Doch der politische Sprengstoff liegt in der kategorischen Weigerung zweier wichtiger Nilländer, Ägypten und Sudan unter ihre Unterschrift unter das Werk zu setzen. Der Grund: In dem Paragraphen, in dem es um Wassersicherheit geht, sind die kolonial verbrieften Wasserrechte dieser beiden Länder nicht mehr festgeschrieben. Ägypten hat damals von den Briten 55,5 Milliarden Kubikmeter Wasser jährlich zugesprochen bekommen. Der Nil stellt 95 Prozent des in Ägypten verbrauchten Wassers. Für Ägypten ist der Nil eine Priorität der nationalen Sicherheit.
Kriege sind möglich
Deswegen droht man dort gerne, wenn man sich im Hintertreffen sieht. Wie das auch Hani Raslan tut, der für das Al-Ahram Zentrum für Strategische Studien in Kairo die Entwicklungen im Nilbecken verfolgt.
„Ägypten wird all seine politischen, diplomatischen und rechtlichen Möglichkeiten nutzen, um seine Interessen zu verteidigen. Wenn die Anrainerstaaten Ägypten schaden wollen, werden wir nicht mit verschränkten Armen zusehen. Wir werden unsere Interessen mit all unseren Möglichkeiten verteidigen, mit all unseren Möglichkeiten. Deren haben wir viele. Wir sind kein kleiner schwacher Staat.
Später warnt Raslan sogar noch, dass Ägypten bei den politisch instabilen Anrainer-Staaten am Oberlauf des Flusses Bürgerkriege anzetteln könnte, sollte die Wasserversorgung Ägyptens bedroht sein. Beim Nilwasser wird in Kairo der Ernstfall bis zu Ende gedacht.
Auch Äthiopien droht
Doch Ägypten ist nicht das einzige Schwergewicht am Nil, darauf weist der ghaneisch-ägyptische Journalist Gamal Nukrumah hin:
„Aus Äthiopien kommt 85 Prozent des Nilwassers für Ägypten. Das Land hat selbst 85 Millionen Einwohner. Das sind drei Millionen mehr, als Ägypten. Äthiopien hat eine enorme Bevölkerungsexplosion. Nicht nur
das: es leidet auch noch unter periodischen Trockenheiten.
Sparsamer umgehen
Kern des Problems ist das Bevölkerungswachstum am gesamten Verlauf des Nils, an dessen Ufern heute 300 Millionen Menschen leben. Tendenz steigend. Immer mehr Menschen und eine begrenzte Menge an Wasser.
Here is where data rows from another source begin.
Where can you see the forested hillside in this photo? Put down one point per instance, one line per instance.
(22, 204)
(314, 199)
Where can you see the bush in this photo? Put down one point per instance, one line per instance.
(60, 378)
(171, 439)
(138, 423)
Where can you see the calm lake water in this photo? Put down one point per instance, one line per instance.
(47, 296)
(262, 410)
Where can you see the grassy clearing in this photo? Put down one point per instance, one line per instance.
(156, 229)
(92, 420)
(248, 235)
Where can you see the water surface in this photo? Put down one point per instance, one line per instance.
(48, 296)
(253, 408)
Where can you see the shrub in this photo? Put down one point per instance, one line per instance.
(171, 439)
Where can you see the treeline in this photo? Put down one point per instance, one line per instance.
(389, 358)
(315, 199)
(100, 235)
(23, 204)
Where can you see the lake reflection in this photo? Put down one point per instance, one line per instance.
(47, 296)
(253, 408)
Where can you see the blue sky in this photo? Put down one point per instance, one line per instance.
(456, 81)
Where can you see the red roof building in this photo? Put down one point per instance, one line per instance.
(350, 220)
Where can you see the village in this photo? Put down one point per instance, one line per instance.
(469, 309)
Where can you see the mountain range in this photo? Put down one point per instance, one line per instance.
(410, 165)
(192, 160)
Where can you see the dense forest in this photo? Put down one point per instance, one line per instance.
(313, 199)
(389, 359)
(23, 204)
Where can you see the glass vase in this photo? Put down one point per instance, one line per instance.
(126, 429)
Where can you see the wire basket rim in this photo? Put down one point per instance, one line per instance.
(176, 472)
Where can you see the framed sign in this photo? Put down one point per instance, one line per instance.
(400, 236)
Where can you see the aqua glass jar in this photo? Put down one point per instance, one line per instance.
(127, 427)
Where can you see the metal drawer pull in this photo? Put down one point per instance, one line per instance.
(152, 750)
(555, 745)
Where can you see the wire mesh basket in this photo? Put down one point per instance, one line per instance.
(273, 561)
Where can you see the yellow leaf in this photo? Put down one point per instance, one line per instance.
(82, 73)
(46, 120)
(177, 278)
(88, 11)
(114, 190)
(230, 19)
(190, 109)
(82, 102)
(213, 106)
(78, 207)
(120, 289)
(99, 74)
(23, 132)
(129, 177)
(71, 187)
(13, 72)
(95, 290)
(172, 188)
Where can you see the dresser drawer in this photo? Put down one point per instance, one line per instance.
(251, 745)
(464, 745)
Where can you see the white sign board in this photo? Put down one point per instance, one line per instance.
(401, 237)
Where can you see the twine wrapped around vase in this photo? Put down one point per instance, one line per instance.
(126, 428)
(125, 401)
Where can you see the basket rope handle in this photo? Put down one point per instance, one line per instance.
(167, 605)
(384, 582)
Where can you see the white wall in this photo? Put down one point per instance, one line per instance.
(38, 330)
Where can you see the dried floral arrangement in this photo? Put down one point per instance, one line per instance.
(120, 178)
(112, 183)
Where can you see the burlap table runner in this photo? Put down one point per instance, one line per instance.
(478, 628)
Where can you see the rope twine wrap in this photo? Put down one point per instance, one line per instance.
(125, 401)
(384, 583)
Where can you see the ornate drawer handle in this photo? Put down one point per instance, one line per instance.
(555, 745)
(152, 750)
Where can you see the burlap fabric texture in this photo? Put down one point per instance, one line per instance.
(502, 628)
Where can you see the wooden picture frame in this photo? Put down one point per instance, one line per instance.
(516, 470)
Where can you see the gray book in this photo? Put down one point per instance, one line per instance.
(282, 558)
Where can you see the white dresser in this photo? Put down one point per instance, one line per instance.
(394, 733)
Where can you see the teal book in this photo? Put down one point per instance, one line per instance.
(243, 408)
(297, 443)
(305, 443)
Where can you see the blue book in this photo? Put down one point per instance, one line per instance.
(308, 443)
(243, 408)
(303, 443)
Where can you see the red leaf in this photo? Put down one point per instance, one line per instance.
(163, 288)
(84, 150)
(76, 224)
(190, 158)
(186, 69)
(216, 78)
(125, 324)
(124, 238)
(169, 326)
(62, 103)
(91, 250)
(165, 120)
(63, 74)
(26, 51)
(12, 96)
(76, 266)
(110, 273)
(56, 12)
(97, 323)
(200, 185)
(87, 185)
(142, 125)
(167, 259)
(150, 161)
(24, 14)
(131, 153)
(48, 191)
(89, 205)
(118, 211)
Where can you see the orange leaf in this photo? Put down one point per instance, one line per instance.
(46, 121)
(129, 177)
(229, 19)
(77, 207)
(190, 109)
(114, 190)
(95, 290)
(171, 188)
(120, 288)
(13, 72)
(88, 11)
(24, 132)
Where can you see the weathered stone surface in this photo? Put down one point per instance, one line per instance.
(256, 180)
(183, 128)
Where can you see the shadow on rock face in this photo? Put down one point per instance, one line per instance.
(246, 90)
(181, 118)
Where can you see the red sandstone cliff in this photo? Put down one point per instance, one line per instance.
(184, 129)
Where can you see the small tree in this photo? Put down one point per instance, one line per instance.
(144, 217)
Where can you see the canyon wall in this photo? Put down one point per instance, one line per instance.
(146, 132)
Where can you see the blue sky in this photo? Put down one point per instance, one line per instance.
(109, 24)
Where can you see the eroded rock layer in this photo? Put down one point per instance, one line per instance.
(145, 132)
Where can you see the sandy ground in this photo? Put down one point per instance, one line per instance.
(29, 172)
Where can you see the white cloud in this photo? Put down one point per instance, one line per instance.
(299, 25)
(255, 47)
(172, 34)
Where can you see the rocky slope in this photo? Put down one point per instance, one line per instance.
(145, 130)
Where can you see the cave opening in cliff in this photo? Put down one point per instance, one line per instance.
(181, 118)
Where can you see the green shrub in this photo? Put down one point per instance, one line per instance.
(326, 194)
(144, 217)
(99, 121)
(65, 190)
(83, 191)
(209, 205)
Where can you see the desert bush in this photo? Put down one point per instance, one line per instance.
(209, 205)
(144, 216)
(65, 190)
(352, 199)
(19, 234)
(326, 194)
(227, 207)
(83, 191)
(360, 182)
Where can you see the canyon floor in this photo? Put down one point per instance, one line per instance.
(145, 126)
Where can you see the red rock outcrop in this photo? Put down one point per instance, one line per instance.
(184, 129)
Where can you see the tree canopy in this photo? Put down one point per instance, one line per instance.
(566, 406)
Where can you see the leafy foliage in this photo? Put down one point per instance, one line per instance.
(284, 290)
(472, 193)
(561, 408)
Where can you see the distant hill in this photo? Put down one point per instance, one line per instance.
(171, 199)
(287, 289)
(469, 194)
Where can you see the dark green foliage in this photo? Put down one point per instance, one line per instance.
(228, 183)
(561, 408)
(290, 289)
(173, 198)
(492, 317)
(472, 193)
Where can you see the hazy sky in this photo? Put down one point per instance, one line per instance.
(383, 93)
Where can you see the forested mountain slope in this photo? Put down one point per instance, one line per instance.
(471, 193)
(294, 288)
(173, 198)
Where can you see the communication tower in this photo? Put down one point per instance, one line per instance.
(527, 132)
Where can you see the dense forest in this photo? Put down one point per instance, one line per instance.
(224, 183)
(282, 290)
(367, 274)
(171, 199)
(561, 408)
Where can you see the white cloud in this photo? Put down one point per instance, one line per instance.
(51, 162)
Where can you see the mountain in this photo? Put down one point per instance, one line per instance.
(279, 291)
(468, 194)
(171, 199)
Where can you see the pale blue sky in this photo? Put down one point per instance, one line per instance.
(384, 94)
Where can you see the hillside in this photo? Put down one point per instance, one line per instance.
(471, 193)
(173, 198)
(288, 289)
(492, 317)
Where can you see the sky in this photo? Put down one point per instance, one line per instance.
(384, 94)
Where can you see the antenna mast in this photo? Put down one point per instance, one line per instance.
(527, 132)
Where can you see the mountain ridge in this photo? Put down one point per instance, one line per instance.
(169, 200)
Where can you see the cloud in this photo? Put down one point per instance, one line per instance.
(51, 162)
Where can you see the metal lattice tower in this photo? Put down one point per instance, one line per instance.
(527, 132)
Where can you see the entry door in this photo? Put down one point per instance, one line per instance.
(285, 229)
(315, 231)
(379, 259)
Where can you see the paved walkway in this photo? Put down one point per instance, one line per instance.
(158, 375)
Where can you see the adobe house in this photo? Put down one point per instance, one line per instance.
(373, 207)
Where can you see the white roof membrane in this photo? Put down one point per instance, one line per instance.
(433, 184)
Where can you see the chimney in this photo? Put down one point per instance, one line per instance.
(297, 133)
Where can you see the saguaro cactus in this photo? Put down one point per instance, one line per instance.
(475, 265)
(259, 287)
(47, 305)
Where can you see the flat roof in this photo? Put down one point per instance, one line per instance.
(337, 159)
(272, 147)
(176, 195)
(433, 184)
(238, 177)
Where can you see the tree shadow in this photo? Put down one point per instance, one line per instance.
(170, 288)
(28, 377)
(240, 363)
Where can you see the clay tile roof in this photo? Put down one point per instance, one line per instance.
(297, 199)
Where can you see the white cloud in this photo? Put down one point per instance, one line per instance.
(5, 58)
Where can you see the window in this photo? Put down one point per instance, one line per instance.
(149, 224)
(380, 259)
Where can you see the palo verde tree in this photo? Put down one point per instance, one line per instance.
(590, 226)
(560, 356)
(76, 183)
Doch für Nukrumah ist der derzeitige Streit um die Zuteilungen des Nilwassers ein völlig falscher Ansatz: „Es gib genug Wasser für alle. Das Problem ist nicht der Mangel an Wasser, sondern die Frage wie wir es verwenden“, argumentiert er.
Und das, sagt Nukrumah gilt für alle Anrainerstaaten. Anstatt sich um das Wasser zu streiten, sollten sich die Politiker lieber darauf konzentrieren, wie man mit dem vorhandenen Wasser sparsamer umgeht, fordert er.
Eine von tausenden Dieselpumpen in Ägypten, mit denen die Bauern ihre Felder regelmäßig überfluten. Im Vergleich etwa zur modernen Tröpfchenbewässerung eine äußerst ineffektive Art das Wasser für die Landwirtschaft zu nutzen.
Weltbank: Strategien nötig
Noch gibt es nach Studien der Weltbank auf absehbare Zeit kein Wassermengenproblem am Nil. Aber auf Dauer müssen neue Strategien entwickelt werden. Wie kann das Wasser effektiver genutzt werden. Das ist laut Axel Klaphake, dem Nil-Berater der deutschen Entwicklungshilfeorganisation GTZ in Uganda eine der Hauptaufgaben für die Zukunft:
„Wie kann man das verbessern, sowohl im Bereich der Bewässerungslandwirtschaft, aber auch im Regenfeldbau, d.h, Wasser muss in allen Ländern effizienter genutzt werden, da gibt es enorme Einsparungspotentialen, nicht zuletzt in Ägypten selber, oder auch im Sudan, aber das trifft auch auf die Länder im Oberlauf des Flusses zu. Und ich glaube das wird langfristig ein Teil der Lösung sein müssen“.